Unfortunately, it looks like it might be dangerous to experiment with the 18-day AI, on account of it having an 18% chance of successful take over. It’s unclear how correlated outcomes will be across different experiments (i.e., are you rolling 18% each time or not), especially considering how the humans can potentially patch various pathways that different instances take when attempting takeover. But gosh, looks rough.
It’s not clear what experiments one would run with the 18-day AI that would actually help cross the gap robustly. For instance, maybe we’ll just end up pushing the threshold up a couple days or changing the AI’s decision process; it seems like there are a lot of ways we could fail at this step.
I could be totally misunderstanding Nina’s idea, this is all very complicated.
It seems that in P[success] you are assuming that AI only cares about escaping and taking over the world.
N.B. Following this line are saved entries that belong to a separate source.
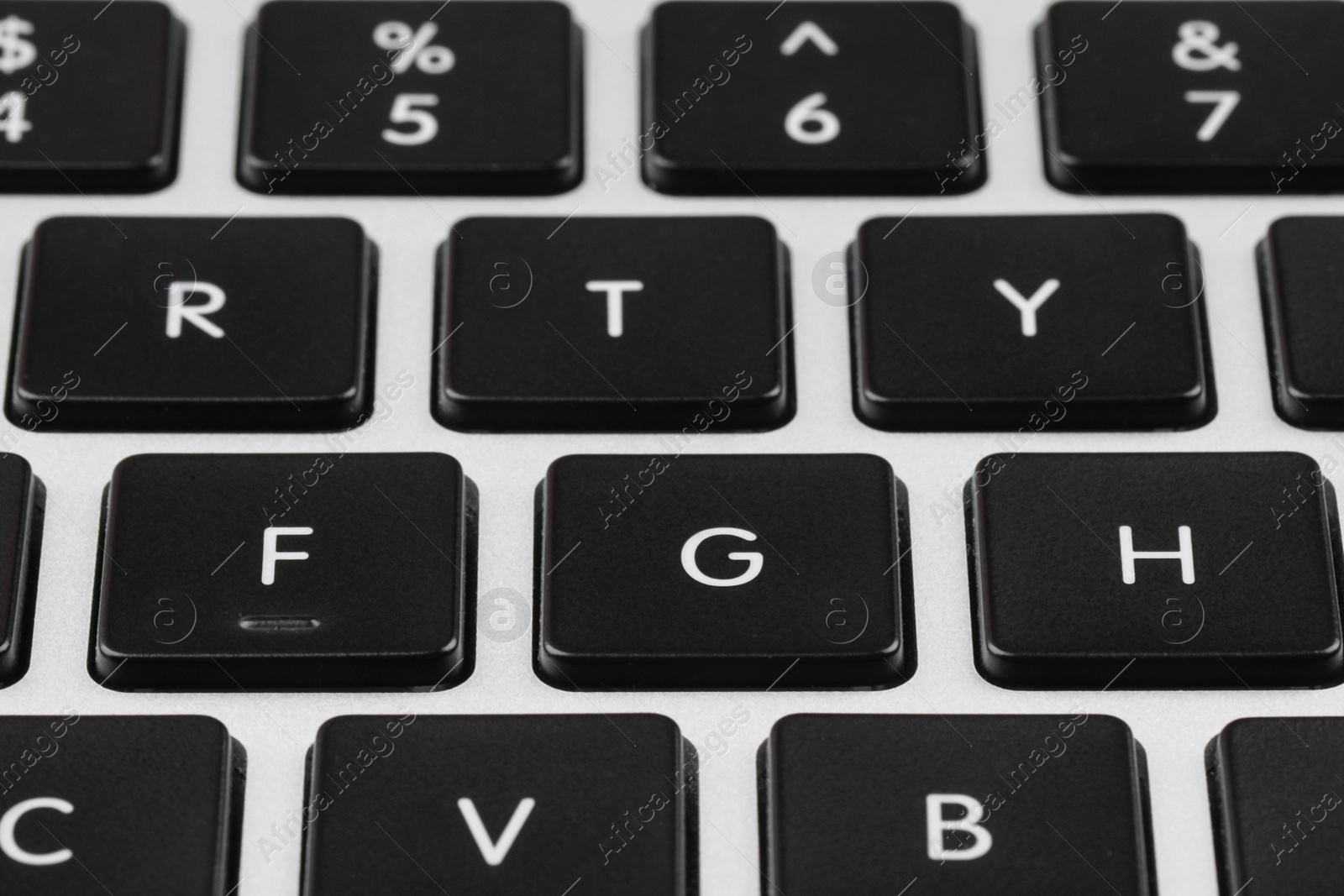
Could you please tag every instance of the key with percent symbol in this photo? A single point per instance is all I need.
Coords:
(405, 98)
(66, 123)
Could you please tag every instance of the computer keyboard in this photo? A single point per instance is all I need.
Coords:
(612, 448)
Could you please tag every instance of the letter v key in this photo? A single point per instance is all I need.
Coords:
(495, 852)
(1027, 307)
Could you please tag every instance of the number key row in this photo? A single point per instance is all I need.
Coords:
(738, 98)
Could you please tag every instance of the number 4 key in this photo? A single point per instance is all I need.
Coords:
(89, 96)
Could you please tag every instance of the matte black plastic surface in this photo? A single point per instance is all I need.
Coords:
(622, 540)
(1191, 97)
(521, 805)
(22, 515)
(1028, 324)
(405, 98)
(528, 338)
(830, 98)
(148, 805)
(91, 97)
(1247, 595)
(370, 558)
(253, 324)
(1301, 280)
(1274, 789)
(846, 805)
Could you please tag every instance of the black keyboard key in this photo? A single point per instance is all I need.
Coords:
(1152, 571)
(405, 98)
(958, 804)
(253, 324)
(1300, 284)
(91, 96)
(831, 98)
(501, 805)
(85, 797)
(627, 324)
(1189, 97)
(654, 575)
(323, 571)
(24, 500)
(1030, 322)
(1274, 789)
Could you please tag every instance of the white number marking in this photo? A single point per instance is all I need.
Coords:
(405, 112)
(1225, 100)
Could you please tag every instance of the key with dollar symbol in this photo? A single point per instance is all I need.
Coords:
(66, 123)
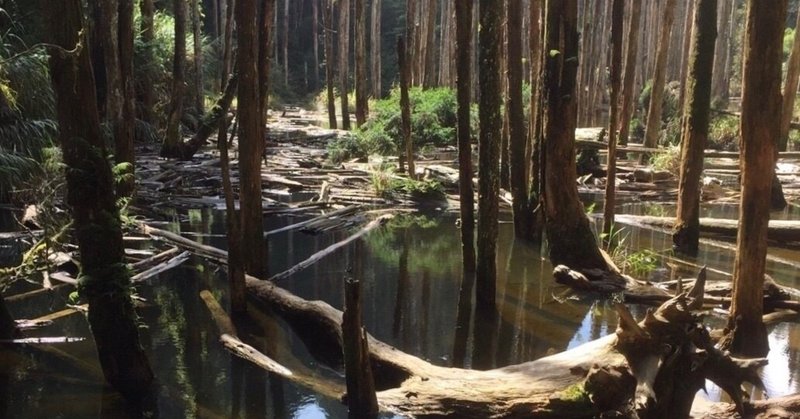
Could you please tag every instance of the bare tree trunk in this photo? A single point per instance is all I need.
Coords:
(327, 23)
(617, 20)
(569, 235)
(251, 137)
(147, 9)
(463, 11)
(375, 45)
(719, 87)
(490, 119)
(518, 137)
(362, 103)
(173, 137)
(124, 133)
(104, 281)
(686, 235)
(344, 57)
(790, 88)
(405, 106)
(628, 95)
(199, 94)
(760, 125)
(657, 90)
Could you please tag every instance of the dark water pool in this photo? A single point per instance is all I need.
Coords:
(412, 287)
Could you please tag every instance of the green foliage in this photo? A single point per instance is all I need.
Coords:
(723, 133)
(433, 123)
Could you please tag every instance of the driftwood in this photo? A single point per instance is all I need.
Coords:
(779, 230)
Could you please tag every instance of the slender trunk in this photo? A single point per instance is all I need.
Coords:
(199, 94)
(569, 235)
(628, 96)
(760, 125)
(104, 281)
(147, 9)
(657, 90)
(790, 88)
(361, 63)
(123, 143)
(490, 119)
(463, 11)
(617, 12)
(686, 235)
(173, 136)
(375, 45)
(251, 138)
(516, 121)
(327, 22)
(344, 60)
(405, 106)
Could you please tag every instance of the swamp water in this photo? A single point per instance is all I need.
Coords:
(411, 292)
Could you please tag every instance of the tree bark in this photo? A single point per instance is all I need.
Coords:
(124, 132)
(405, 106)
(147, 9)
(686, 234)
(251, 138)
(463, 23)
(518, 136)
(344, 60)
(653, 128)
(617, 12)
(790, 88)
(760, 125)
(628, 96)
(569, 235)
(327, 23)
(375, 45)
(104, 280)
(490, 119)
(362, 104)
(173, 136)
(199, 94)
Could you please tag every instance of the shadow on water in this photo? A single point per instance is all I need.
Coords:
(415, 296)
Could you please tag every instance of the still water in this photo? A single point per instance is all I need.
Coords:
(413, 297)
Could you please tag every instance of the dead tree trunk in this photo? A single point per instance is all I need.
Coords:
(375, 45)
(405, 106)
(659, 74)
(617, 12)
(463, 23)
(518, 136)
(344, 57)
(199, 94)
(327, 23)
(628, 96)
(124, 132)
(251, 137)
(790, 88)
(569, 235)
(173, 135)
(686, 235)
(760, 125)
(104, 280)
(361, 63)
(490, 120)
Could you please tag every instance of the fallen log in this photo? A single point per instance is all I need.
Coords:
(779, 230)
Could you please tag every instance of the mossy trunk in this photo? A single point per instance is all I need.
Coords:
(569, 235)
(105, 279)
(760, 125)
(463, 11)
(490, 119)
(686, 236)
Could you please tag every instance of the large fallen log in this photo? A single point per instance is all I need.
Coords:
(779, 230)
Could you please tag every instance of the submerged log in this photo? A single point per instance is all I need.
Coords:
(779, 230)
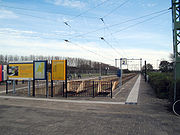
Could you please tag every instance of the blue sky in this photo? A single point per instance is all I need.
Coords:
(37, 27)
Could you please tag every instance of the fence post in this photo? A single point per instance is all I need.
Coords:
(93, 89)
(6, 86)
(111, 89)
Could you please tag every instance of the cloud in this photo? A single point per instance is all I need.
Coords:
(6, 14)
(20, 42)
(68, 3)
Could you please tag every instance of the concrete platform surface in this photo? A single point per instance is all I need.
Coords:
(31, 117)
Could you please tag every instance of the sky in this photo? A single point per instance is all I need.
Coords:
(98, 30)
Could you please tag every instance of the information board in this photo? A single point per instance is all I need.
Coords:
(40, 70)
(21, 71)
(58, 69)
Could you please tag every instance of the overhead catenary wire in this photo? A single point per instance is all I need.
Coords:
(122, 4)
(87, 49)
(90, 9)
(133, 25)
(35, 10)
(113, 25)
(102, 38)
(112, 45)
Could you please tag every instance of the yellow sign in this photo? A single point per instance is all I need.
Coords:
(22, 71)
(58, 69)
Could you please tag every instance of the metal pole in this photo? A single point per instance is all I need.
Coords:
(33, 87)
(111, 89)
(29, 87)
(63, 89)
(47, 88)
(145, 72)
(66, 77)
(14, 89)
(121, 72)
(6, 86)
(100, 71)
(93, 89)
(51, 88)
(115, 62)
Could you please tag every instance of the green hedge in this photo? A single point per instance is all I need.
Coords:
(163, 85)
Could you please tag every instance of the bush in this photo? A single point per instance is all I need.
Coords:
(161, 83)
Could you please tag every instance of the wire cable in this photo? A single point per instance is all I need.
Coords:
(133, 25)
(122, 4)
(87, 49)
(35, 10)
(113, 25)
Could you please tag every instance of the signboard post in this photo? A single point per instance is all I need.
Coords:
(21, 71)
(40, 73)
(58, 72)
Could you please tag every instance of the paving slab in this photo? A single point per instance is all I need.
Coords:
(149, 117)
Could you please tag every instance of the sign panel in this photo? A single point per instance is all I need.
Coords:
(124, 61)
(40, 69)
(22, 71)
(58, 69)
(1, 79)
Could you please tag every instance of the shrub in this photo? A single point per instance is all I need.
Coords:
(161, 83)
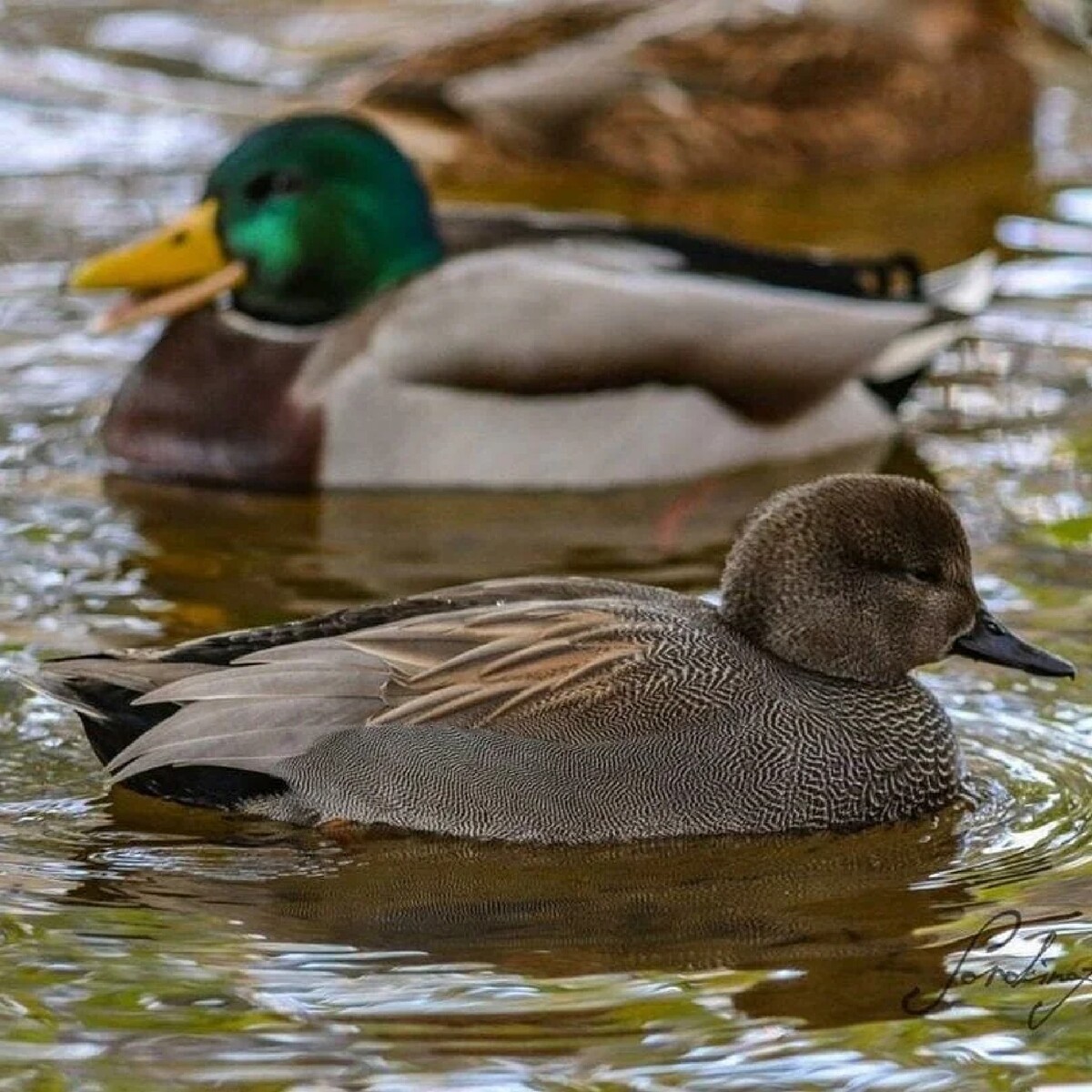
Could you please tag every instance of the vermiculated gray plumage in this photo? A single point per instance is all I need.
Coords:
(576, 710)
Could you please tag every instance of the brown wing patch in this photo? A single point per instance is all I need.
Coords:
(480, 664)
(497, 659)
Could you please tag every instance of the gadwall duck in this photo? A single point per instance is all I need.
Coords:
(367, 342)
(714, 91)
(583, 710)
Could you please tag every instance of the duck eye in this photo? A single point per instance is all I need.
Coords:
(924, 576)
(273, 184)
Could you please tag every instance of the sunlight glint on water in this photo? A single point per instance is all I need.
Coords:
(146, 945)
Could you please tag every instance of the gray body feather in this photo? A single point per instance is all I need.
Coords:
(539, 710)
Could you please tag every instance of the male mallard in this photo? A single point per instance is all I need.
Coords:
(369, 343)
(585, 710)
(696, 91)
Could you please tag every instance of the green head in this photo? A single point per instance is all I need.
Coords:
(326, 212)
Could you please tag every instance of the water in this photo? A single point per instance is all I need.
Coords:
(146, 945)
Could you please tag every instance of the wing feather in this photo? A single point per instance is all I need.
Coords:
(476, 665)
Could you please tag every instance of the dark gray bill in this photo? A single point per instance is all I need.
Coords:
(993, 643)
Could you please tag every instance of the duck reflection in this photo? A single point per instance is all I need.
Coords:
(225, 560)
(841, 915)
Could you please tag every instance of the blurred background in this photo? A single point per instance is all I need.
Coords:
(158, 948)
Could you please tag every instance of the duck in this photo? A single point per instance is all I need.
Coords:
(329, 329)
(581, 710)
(699, 92)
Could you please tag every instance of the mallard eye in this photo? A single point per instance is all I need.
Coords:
(273, 184)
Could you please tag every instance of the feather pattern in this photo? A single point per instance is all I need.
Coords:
(478, 663)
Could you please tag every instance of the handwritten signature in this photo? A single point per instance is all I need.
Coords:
(993, 937)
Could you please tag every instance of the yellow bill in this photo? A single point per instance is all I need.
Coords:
(175, 270)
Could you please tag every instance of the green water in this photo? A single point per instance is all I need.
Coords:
(152, 947)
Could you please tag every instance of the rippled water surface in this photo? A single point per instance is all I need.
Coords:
(152, 947)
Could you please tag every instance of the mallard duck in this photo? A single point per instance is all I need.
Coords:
(699, 91)
(588, 710)
(361, 341)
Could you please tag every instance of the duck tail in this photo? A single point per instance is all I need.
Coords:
(965, 289)
(956, 294)
(101, 691)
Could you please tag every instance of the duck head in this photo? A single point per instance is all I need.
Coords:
(866, 577)
(303, 221)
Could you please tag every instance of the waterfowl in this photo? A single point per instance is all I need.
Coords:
(367, 342)
(713, 91)
(585, 710)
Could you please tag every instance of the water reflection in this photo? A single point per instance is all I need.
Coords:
(838, 915)
(228, 560)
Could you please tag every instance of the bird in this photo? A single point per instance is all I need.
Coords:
(694, 92)
(329, 328)
(582, 710)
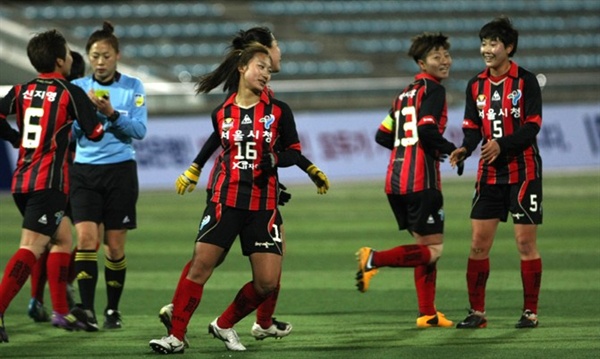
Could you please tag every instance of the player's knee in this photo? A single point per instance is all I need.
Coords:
(264, 288)
(436, 251)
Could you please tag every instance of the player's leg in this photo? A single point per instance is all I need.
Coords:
(215, 237)
(36, 309)
(266, 325)
(261, 242)
(58, 268)
(526, 209)
(119, 216)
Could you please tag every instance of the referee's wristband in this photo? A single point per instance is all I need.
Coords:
(114, 116)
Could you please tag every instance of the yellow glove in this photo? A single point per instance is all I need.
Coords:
(319, 178)
(187, 180)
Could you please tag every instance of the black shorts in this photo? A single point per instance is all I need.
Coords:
(42, 211)
(523, 200)
(105, 194)
(420, 212)
(259, 231)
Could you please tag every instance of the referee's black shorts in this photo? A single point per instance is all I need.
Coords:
(105, 194)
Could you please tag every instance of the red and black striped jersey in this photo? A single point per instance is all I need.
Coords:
(245, 135)
(413, 130)
(507, 109)
(45, 109)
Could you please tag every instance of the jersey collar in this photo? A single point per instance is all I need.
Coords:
(51, 75)
(264, 97)
(115, 78)
(513, 71)
(424, 75)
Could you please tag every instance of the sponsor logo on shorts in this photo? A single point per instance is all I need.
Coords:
(205, 221)
(264, 244)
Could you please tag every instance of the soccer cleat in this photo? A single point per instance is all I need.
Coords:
(37, 311)
(87, 317)
(165, 314)
(437, 320)
(68, 322)
(112, 319)
(228, 336)
(474, 320)
(3, 335)
(277, 330)
(167, 345)
(365, 271)
(528, 320)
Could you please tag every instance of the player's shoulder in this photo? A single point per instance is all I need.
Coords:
(526, 75)
(279, 103)
(130, 81)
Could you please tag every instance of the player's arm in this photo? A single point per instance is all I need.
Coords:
(290, 142)
(525, 135)
(428, 128)
(385, 132)
(134, 123)
(210, 146)
(189, 178)
(520, 139)
(82, 109)
(315, 174)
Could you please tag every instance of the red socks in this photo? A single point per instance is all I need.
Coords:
(264, 312)
(39, 277)
(185, 303)
(531, 276)
(182, 276)
(16, 273)
(478, 272)
(244, 303)
(410, 255)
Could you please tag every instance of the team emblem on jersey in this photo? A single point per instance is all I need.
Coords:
(515, 96)
(139, 99)
(247, 120)
(496, 96)
(268, 120)
(227, 124)
(481, 100)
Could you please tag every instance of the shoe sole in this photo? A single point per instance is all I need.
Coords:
(480, 326)
(362, 273)
(162, 350)
(212, 330)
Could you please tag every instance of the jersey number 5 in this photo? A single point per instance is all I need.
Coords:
(32, 130)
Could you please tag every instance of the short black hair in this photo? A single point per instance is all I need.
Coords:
(45, 48)
(501, 28)
(425, 42)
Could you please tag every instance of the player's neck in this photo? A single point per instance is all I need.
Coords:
(246, 98)
(500, 70)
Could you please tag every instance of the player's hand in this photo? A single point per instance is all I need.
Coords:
(319, 178)
(457, 156)
(284, 197)
(187, 180)
(268, 161)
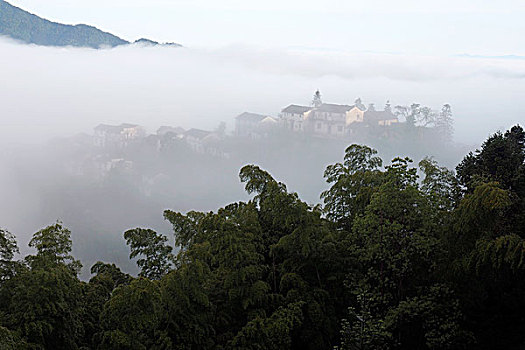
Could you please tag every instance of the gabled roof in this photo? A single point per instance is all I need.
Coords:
(166, 129)
(252, 117)
(197, 133)
(114, 128)
(378, 115)
(296, 109)
(333, 108)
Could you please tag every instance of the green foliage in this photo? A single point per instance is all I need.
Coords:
(391, 262)
(8, 249)
(53, 245)
(272, 333)
(352, 184)
(131, 318)
(157, 257)
(21, 25)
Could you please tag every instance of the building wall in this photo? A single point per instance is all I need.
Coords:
(355, 115)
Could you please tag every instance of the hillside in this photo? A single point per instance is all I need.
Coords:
(24, 26)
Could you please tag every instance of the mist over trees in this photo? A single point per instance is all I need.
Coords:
(400, 256)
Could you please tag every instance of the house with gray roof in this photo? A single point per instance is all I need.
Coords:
(383, 118)
(117, 136)
(293, 117)
(333, 120)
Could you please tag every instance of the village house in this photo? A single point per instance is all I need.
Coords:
(253, 125)
(117, 136)
(382, 118)
(204, 142)
(176, 131)
(332, 120)
(293, 117)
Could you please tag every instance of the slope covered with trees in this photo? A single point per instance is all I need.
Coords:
(397, 257)
(24, 26)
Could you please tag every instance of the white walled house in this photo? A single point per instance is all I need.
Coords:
(293, 117)
(117, 136)
(382, 118)
(331, 119)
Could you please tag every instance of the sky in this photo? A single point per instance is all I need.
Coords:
(446, 27)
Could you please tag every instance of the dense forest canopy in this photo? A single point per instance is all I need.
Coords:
(401, 256)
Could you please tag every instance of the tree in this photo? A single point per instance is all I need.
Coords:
(352, 184)
(445, 123)
(44, 301)
(410, 114)
(8, 249)
(426, 117)
(53, 245)
(132, 318)
(317, 101)
(156, 255)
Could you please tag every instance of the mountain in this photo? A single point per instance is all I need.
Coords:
(26, 27)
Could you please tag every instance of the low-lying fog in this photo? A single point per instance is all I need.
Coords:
(47, 93)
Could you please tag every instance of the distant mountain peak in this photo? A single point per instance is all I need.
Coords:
(32, 29)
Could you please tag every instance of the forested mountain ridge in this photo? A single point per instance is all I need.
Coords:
(29, 28)
(397, 257)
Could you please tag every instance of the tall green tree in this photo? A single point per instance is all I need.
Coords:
(155, 254)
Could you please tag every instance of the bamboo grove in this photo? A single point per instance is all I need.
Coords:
(398, 256)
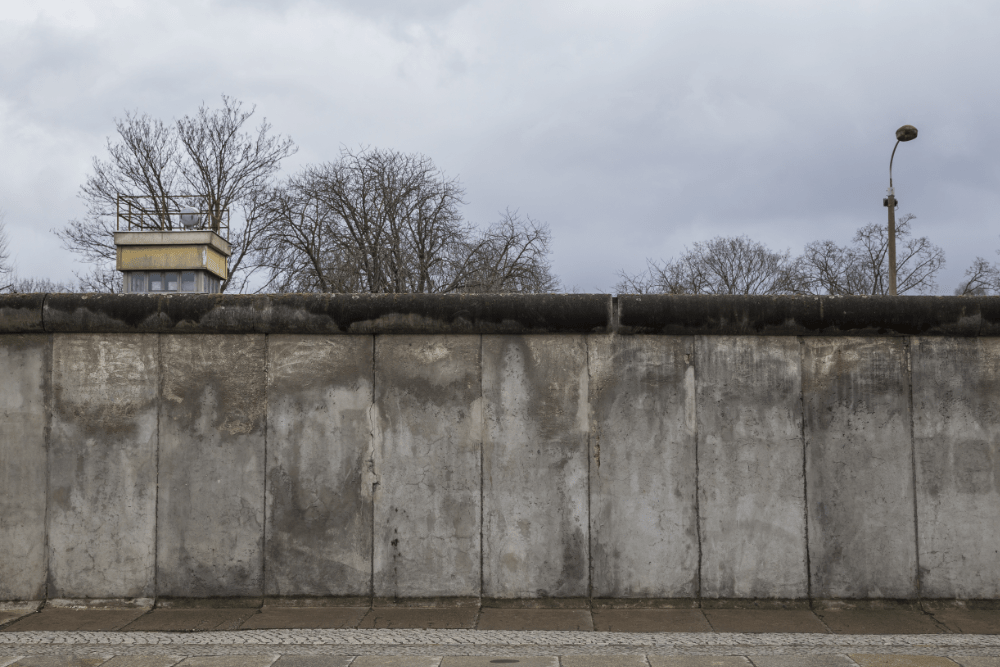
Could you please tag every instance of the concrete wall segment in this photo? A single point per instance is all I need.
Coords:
(25, 369)
(428, 435)
(643, 521)
(859, 463)
(535, 467)
(210, 516)
(750, 471)
(956, 431)
(21, 313)
(319, 442)
(102, 466)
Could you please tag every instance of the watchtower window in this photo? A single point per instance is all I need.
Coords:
(190, 282)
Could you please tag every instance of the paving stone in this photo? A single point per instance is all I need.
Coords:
(603, 661)
(396, 661)
(535, 619)
(7, 617)
(420, 618)
(879, 622)
(335, 618)
(56, 619)
(229, 661)
(59, 661)
(802, 661)
(490, 661)
(764, 620)
(190, 620)
(650, 620)
(143, 661)
(969, 621)
(698, 661)
(314, 661)
(901, 660)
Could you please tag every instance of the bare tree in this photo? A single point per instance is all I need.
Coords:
(209, 156)
(981, 279)
(862, 267)
(724, 265)
(387, 222)
(38, 285)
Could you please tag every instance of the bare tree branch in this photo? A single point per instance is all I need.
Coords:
(723, 265)
(863, 267)
(383, 221)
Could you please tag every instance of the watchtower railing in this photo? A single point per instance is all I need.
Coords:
(177, 213)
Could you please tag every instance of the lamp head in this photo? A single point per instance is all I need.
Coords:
(906, 133)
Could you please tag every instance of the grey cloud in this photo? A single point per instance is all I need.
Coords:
(633, 130)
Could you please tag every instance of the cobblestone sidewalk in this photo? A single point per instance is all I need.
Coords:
(455, 648)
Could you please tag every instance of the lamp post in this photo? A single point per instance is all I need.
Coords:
(905, 133)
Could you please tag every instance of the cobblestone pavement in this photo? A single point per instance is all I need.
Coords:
(444, 648)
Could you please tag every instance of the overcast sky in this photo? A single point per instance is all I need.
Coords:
(632, 128)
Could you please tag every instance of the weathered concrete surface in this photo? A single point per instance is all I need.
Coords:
(956, 434)
(210, 517)
(102, 466)
(643, 479)
(319, 441)
(862, 541)
(21, 313)
(535, 466)
(428, 418)
(750, 472)
(24, 381)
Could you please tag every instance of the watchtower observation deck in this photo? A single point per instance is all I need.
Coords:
(170, 245)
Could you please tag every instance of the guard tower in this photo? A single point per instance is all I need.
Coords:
(171, 245)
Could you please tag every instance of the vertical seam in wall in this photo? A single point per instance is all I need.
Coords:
(49, 403)
(156, 486)
(805, 467)
(697, 467)
(913, 467)
(263, 532)
(373, 444)
(482, 477)
(590, 537)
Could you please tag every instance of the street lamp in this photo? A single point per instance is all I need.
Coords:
(905, 133)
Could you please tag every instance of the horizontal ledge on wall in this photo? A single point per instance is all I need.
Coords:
(501, 314)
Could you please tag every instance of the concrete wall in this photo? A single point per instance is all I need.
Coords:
(547, 448)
I believe that if we fail at alignment and our systems will have the propensity to pursue covert goals then we will be able to observe and track it. Indeed, we have a paper (see also my twitter thread) where we do observe some propensity, and tackling scheming is a priority for us at OpenAI. If we fail, then I believe that unfortunately we will see bad consequences of deploying such models in the real world well before they are capable of taking over.
Also it seems that you are assuming that the AI is a singular entity. If there are N copies of the AIs out there (not to mention if there are K different companies releasing AIs of simialr capabilities), even if all of them mak a correct expected utility calculation on whether to escape, some might be detected. (Unless the utility of being detected is negative infinity but in this case they would never attempt exfiltration.)